Stable Perovskite-Organic Tandem Solar Cells Enabled by Chloride-Doped Evaporated Wide-Bandgap Perovskites
Abstract
Wide-bandgap perovskites are critical for achieving high-efficiency perovskite-based tandem solar cells, yet their practical deployment remains limited by stability challenges such as ion migration and halide phase segregation. Here, we demonstrate that introducing ~1% PbCl2 as a vapor-phase additive during thermal evaporation effectively stabilizes wide-bandgap perovskite devices. Detailed characterizations reveal strong chemical interactions between chloride anions and formamidinium cations, resulting in improved crystallinity and enhanced photoluminescence quantum yield.
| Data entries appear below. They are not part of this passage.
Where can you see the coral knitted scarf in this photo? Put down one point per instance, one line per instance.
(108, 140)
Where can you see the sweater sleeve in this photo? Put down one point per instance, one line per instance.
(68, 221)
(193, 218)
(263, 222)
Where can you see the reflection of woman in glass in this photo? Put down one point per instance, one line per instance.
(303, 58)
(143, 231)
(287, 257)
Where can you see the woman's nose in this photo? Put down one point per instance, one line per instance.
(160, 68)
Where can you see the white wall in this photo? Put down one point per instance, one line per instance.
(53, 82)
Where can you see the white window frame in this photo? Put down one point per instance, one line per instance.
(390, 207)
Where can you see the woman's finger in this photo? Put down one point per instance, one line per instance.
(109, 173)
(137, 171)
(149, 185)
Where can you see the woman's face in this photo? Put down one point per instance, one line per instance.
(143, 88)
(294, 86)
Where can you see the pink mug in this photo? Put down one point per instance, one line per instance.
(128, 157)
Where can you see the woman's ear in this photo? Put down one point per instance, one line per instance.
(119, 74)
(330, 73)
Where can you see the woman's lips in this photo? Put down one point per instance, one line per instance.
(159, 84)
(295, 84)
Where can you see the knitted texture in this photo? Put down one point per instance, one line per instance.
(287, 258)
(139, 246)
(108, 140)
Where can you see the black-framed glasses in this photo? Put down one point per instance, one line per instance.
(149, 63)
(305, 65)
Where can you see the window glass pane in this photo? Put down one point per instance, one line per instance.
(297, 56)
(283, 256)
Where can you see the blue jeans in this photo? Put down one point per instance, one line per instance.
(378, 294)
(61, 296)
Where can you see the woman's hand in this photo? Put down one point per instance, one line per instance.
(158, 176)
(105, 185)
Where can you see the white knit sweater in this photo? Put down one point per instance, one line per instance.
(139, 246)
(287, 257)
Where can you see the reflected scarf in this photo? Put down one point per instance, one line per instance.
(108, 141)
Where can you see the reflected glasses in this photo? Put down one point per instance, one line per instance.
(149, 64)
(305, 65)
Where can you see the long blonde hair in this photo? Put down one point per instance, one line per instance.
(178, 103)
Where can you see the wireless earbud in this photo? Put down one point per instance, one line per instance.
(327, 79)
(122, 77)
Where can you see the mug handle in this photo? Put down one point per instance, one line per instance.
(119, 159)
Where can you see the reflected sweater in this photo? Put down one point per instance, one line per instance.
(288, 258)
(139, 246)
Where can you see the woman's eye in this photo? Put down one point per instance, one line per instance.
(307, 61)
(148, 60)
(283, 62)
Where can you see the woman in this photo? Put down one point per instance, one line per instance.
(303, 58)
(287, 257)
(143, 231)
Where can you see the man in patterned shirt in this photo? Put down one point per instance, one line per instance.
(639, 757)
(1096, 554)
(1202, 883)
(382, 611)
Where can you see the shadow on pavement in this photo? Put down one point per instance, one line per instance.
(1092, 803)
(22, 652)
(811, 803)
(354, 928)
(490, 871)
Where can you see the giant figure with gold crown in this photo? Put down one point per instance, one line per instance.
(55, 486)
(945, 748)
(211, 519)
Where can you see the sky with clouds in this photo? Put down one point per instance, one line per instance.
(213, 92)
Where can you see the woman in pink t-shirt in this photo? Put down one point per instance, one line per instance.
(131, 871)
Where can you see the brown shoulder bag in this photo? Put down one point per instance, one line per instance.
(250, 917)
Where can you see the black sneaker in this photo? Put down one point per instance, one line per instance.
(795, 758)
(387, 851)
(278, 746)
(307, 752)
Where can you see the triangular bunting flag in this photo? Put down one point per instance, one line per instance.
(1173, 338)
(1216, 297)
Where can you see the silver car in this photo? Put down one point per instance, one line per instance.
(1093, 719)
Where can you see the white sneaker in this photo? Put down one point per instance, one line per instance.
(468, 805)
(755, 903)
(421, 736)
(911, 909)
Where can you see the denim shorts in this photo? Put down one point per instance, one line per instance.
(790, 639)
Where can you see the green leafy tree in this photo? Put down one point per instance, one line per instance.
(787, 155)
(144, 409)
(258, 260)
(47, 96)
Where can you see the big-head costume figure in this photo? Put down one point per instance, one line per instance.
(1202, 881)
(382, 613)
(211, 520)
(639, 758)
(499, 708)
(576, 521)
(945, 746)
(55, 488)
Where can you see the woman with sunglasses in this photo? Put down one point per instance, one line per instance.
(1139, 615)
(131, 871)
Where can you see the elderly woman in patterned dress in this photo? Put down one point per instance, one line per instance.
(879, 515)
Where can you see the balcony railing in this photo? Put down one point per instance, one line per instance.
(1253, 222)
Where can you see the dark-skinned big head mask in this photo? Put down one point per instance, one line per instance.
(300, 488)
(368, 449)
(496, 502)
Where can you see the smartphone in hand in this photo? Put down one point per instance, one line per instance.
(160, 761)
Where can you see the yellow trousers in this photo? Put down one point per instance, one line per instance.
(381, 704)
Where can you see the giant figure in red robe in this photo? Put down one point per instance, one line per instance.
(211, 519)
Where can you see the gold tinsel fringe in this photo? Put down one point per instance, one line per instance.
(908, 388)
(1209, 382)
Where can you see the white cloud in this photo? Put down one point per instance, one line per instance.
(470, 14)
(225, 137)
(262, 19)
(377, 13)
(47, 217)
The Cl-doped wide-bandgap perovskite films exhibit suppressed halide phase segregation and mitigated ionic losses. As a result, a 1.75 eV single-junction perovskite cell achieves a T80 lifetime of 1,639 hours under continuous maximum power point tracking, along with improved efficiency and open-circuit voltage. When integrated with an organic subcell (PCE-10:P2EH-2V), the resulting perovskite-organic tandem solar cell achieves a power conversion efficiency of 24.86% and a maximum T80 of 1,979 hours, surpassing the stability of all the previously reported perovskite-organic and perovskite-perovskite tandem devices.